Artemisio infatti è il Capo Sublime della Nobile Accademia
Metafisica. Un nome assai pomposo che venne creato per scherzarci sopra,
proprio come scherzavamo con il tavolino a tre gambe. Solo che ora la faccenda
è cambiata. E lo è da quando, proprio lui, il Capo, abbandonò i sentieri del
passatempo innocente per inoltrarsi in quelli più pericolosi dell'imbroglio.
Iniziò con dosi minime, dapprima. Che so: penso proprio che questo che noi riteniamo
un gioco sia invece qualcosa di molto serio. Oppure: non vorrei che mi
giudicaste male ma sono certo di possedere un fluido speciale. Ancora: sono
convinto che noi siamo in grado di scatenare forze straordinarie. E via
discorrendo.
Artemisio è piccolo, brutto, con il tipico colorito
giallognolo dei nottambuli che si lavano poco e male; ma è estremamente
intelligente e piuttosto simpatico. Uno che lo conosca solo in modo
superficiale può sentirsi subito preso da un senso di pena e di affetto per quello
sgorbio di natura. Tuttavia basta poco per scoprire che la natura con lui è
stata veramente poco generosa, ma non nel senso che si è detto, bensì per il
fatto che gli ha messo sul gobbo una tal laborfobia
da rovinarlo irrimediabilmente. E ciò viene complicato dal fatto che l'amico
ama con vera passione tutti i piaceri, dai più raffinati ai più grossolani, che
il denaro può procurare; e che inoltre ha un fisico che certo non gli apre le
porte delle tardone disposte ad avere il mantenuto.
Tentò di tutto. Tentò
persino lavori onesti che non duravano più di due settimane ad andar bene; ma
poi, esasperato perché il colpo gobbo non arrivava mai, eccolo ripiegare sullo
spiritismo.
Avrebbe incominciato con
il gruppetto dei fedelissimi, nel quale rimasi con la segreta speranza di
poterlo, prima o poi, teatralmente smascherare. Il gruppetto fedele chiamerò umo; e per Artemisio non era che
tale; fertile umo ma con un grande difetto:
quantitativamente irrilevante; del tutto insufficiente per i suoi sogni
grandiosi. Tuttavia il nostro sapeva accontentarsi scaltramente dell'uovo di
oggi in attesa della gallina di domani; così iniziò a gettare seme nel suo pugnetto di terra; a stiparvi seme, anzi, miscelato a
concime, sicuro che in seguito avrebbe potuto piantare in zona più ampia, più
acconcia le piantine che ne sarebbero spuntate.
Quella sera ci si doveva
riunire come facevamo regolarmente due volte per settimana.
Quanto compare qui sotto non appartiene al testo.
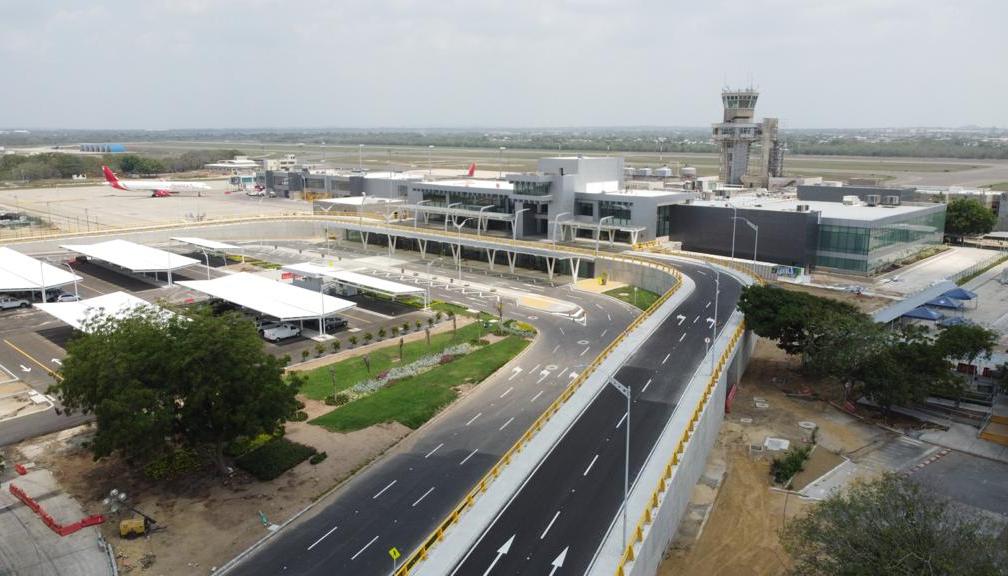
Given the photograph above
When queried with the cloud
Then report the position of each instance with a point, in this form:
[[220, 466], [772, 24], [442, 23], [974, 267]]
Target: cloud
[[495, 63]]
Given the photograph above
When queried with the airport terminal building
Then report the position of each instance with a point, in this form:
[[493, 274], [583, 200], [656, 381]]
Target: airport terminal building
[[839, 228]]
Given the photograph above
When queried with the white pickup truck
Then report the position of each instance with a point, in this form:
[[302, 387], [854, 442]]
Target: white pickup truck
[[6, 303], [276, 332]]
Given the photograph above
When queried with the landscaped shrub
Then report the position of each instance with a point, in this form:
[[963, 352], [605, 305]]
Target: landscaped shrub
[[172, 465], [339, 398], [274, 458], [792, 462]]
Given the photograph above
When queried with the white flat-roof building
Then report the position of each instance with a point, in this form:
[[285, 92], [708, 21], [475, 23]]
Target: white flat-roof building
[[133, 257], [20, 272]]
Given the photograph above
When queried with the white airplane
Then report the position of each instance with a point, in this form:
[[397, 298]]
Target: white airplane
[[158, 188]]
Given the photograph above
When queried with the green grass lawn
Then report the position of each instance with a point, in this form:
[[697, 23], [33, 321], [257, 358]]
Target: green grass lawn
[[644, 299], [352, 370], [414, 400]]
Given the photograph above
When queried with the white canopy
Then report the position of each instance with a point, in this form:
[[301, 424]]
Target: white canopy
[[209, 244], [359, 280], [132, 256], [116, 305], [19, 272], [278, 300]]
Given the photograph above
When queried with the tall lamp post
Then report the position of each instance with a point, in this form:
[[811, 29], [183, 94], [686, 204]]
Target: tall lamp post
[[556, 222], [500, 161], [598, 233], [625, 390], [755, 240], [459, 227], [514, 223]]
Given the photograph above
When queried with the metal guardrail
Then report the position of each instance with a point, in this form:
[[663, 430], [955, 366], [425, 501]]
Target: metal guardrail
[[646, 519]]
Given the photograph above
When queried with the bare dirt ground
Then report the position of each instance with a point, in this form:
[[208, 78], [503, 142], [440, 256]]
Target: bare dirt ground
[[206, 522], [741, 535], [866, 304]]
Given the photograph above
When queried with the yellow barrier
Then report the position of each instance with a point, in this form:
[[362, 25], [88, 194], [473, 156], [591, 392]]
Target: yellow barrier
[[646, 517]]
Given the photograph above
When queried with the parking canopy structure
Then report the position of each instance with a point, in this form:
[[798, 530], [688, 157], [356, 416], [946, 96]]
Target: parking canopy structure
[[19, 272], [358, 280], [115, 305], [136, 258], [270, 298]]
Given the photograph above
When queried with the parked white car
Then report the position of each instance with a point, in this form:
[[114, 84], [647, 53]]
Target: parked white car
[[7, 303], [276, 332]]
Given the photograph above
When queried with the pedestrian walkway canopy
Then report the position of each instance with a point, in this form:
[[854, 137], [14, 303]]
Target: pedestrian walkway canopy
[[270, 298], [911, 302], [214, 245], [355, 279], [115, 305], [20, 272], [133, 257]]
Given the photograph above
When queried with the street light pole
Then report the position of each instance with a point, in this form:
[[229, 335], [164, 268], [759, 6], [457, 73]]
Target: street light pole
[[625, 390], [459, 228], [556, 222]]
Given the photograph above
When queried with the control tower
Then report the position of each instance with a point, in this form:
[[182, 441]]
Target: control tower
[[739, 134]]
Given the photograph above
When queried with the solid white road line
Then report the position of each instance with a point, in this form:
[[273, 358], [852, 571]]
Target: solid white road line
[[382, 491], [313, 544], [436, 448], [423, 496], [549, 526], [466, 459], [354, 557]]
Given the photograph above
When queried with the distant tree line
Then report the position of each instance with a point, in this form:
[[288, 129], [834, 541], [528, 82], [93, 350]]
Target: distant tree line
[[54, 165], [836, 340]]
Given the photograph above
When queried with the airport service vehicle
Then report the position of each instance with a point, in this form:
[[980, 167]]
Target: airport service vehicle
[[157, 188], [7, 303], [277, 332]]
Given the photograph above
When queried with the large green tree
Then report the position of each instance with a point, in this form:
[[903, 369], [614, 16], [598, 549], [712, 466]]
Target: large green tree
[[891, 527], [968, 217], [156, 382]]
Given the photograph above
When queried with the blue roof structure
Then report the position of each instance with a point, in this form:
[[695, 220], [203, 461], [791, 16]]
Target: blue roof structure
[[945, 302], [924, 313], [961, 294]]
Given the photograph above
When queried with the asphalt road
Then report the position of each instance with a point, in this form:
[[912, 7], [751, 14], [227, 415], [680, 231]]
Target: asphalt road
[[565, 507], [397, 501]]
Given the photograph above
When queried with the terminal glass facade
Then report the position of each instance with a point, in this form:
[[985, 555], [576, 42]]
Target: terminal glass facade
[[869, 247]]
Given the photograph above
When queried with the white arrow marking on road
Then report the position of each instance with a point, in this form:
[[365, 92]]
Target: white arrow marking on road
[[436, 448], [500, 552], [382, 491], [557, 562], [313, 544]]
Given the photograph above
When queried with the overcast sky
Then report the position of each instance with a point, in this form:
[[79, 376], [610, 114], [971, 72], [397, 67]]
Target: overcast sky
[[193, 64]]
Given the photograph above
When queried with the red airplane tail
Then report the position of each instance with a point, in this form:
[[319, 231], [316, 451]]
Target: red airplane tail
[[110, 177]]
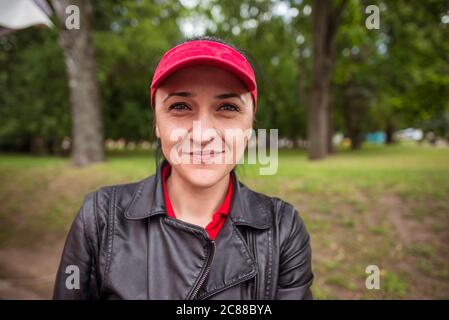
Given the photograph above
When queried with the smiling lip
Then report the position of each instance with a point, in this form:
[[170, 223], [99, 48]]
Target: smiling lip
[[204, 155]]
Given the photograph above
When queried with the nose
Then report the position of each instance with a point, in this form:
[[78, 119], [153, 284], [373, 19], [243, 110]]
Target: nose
[[203, 129]]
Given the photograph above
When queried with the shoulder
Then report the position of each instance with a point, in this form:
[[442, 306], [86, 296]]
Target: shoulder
[[101, 205]]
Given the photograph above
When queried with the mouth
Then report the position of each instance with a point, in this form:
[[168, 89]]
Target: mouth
[[205, 155]]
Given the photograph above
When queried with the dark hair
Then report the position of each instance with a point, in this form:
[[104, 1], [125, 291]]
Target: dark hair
[[159, 154]]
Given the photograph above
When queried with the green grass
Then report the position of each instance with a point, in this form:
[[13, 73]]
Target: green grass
[[386, 206]]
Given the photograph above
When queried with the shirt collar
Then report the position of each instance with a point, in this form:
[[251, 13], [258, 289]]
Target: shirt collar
[[223, 209]]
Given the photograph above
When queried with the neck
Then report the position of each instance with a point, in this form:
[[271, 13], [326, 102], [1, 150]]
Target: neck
[[192, 203]]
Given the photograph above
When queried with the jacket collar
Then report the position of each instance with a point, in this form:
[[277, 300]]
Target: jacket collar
[[247, 207]]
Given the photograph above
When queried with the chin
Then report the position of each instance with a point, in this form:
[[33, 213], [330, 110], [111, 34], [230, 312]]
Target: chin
[[204, 175]]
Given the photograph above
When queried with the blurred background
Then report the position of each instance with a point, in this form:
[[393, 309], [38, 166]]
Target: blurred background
[[359, 91]]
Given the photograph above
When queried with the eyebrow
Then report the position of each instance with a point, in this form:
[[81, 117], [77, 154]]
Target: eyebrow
[[189, 94], [229, 95], [180, 94]]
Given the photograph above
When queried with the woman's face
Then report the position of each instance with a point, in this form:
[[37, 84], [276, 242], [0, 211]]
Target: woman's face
[[203, 117]]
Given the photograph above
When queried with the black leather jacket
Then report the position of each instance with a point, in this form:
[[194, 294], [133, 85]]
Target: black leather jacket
[[125, 246]]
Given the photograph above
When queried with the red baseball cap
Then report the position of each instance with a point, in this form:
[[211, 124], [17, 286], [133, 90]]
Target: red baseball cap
[[200, 52]]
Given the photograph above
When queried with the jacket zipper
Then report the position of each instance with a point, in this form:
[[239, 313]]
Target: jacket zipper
[[256, 278], [206, 271]]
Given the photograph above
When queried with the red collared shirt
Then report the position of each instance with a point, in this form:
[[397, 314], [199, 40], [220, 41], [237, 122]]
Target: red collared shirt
[[218, 218]]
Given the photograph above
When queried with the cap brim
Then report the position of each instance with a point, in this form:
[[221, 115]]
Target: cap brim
[[207, 60]]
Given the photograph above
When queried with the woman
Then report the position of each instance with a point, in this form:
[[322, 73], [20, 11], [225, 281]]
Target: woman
[[192, 230]]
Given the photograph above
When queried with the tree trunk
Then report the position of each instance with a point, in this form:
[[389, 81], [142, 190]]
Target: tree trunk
[[85, 106], [325, 23], [389, 134]]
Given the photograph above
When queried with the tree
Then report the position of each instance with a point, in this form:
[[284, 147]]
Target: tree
[[85, 107], [326, 19]]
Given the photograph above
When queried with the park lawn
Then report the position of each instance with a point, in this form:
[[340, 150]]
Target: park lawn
[[386, 206]]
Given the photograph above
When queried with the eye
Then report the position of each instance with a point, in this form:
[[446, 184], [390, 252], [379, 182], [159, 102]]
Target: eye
[[229, 107], [179, 106]]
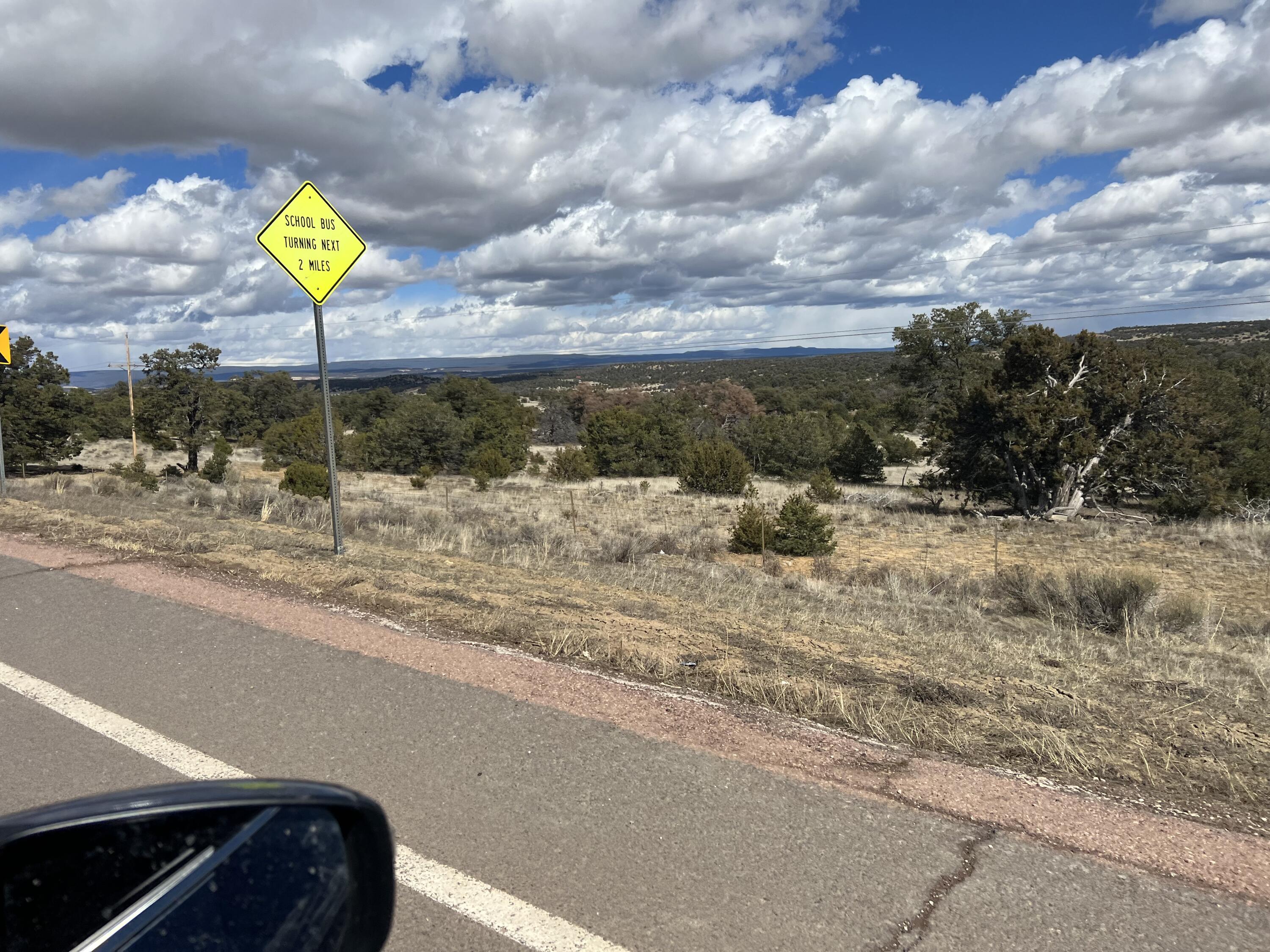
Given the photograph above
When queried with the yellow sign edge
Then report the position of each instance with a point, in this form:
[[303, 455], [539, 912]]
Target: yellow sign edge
[[287, 271]]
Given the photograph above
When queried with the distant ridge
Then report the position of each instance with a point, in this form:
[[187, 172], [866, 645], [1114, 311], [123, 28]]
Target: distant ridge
[[1213, 333], [482, 366]]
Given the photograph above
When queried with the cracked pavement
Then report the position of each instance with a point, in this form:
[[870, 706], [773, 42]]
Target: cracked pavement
[[651, 845]]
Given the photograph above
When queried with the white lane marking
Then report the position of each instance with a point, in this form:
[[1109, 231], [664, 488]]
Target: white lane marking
[[492, 908], [171, 753]]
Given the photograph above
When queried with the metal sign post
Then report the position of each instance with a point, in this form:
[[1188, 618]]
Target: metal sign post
[[6, 360], [313, 243], [337, 528]]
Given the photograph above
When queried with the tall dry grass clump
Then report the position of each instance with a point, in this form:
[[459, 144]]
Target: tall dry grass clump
[[1098, 598]]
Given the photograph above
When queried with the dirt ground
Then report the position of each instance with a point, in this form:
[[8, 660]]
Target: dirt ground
[[906, 634]]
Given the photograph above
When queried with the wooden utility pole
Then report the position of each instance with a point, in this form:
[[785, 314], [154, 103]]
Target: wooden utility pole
[[133, 407]]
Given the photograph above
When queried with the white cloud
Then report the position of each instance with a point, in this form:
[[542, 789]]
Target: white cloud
[[613, 182], [86, 197]]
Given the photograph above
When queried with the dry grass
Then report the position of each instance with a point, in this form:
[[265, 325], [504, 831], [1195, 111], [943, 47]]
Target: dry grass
[[1129, 658]]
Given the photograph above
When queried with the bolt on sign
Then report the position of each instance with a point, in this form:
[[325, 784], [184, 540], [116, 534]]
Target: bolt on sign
[[312, 242]]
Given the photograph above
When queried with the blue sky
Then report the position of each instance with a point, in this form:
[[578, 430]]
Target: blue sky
[[629, 178]]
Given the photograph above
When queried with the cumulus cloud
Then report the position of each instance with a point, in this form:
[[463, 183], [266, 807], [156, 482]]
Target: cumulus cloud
[[86, 197], [624, 174]]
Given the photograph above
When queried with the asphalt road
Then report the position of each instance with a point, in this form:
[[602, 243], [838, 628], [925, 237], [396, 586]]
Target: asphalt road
[[647, 845]]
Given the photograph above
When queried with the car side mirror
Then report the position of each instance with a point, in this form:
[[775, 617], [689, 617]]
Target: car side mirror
[[220, 865]]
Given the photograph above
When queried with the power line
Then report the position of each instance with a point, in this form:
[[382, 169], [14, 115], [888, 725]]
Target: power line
[[799, 280]]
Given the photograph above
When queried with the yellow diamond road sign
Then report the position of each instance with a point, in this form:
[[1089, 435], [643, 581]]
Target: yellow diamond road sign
[[312, 243]]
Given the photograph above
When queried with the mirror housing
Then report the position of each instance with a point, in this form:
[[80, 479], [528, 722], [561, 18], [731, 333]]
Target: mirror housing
[[291, 866]]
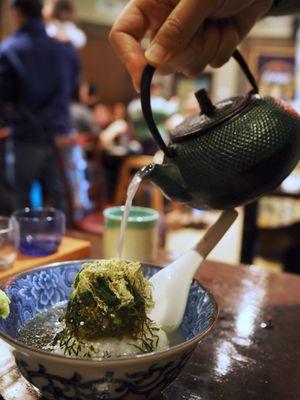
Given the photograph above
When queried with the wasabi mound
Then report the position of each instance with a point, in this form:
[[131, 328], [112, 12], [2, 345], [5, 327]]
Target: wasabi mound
[[110, 300]]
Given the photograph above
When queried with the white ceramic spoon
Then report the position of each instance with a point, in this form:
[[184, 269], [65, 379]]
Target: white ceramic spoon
[[171, 285]]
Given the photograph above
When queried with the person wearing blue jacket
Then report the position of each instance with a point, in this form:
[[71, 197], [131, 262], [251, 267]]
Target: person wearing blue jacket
[[37, 78]]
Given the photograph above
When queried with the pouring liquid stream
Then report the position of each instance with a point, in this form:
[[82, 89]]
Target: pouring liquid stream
[[131, 192]]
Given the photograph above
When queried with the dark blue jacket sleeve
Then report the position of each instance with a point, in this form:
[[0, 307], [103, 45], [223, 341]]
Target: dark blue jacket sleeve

Riunioni alle quali
partecipavo con ostinato donchisciottismo sempre sperando che mi si presentasse
l'occasione di trarre in salvo quella manica di grulli. E quella sera stessa
dovetti accorgermi che la situazione mi stava sfuggendo di mano; gli eventi
precipitavano contro ogni previsione. Che avesse subodorato qualcosa il
gaglioffo? Forse sì perché stava abbandonando la sua tattica di ragno paziente ma
che, a mio avviso, ancora non gli conveniva. Difatti, appena ci fummo tutti, Artemisio entrò in argomento senza preamboli:
– Sarete d'accordo
con me, spero, che non si ottiene nulla a questo mondo, senza rischi. Chi si
sente di correr l'alea deve fare una cosa sola: abbracciare la nostra causa
incondizionatamente e pensarla sempre con la C maiuscola. –
Il bel mobile, piccolo
come abbiamo visto, dapprima pensò che, per tenere il discorsetto, fosse
sufficiente alzarsi sulla punta dei piedi, ma subito capì che non bastava. Un
attimo in forse se arrischiare la mossa; che poi arrischiò. Salì su una sedia,
allungò il collo come un galletto e riprese a parlare. Ah, il marpione m'aveva
preso in contropiede!
– Con questo intendo
dire che, una volta dichiarata la vostra fiducia nei miei confronti, il mio
agire sarà insindacabile. Anche se a voi parrà illogico, gratuito e così via,
non accetterò appunti né darò spiegazioni. – Tacque ostentando
un'espressione d'annoiata attesa.
Anch'io attendevo con la
stessa trepidazione, con la differenza che non riuscivo a dissimularla. Sperai
tanto che i presenti scoppiassero in una sghignazzata liberatrice; invece, dopo
appena pochi secondi di riflessione, all'unanimità risposero che erano d'accordo.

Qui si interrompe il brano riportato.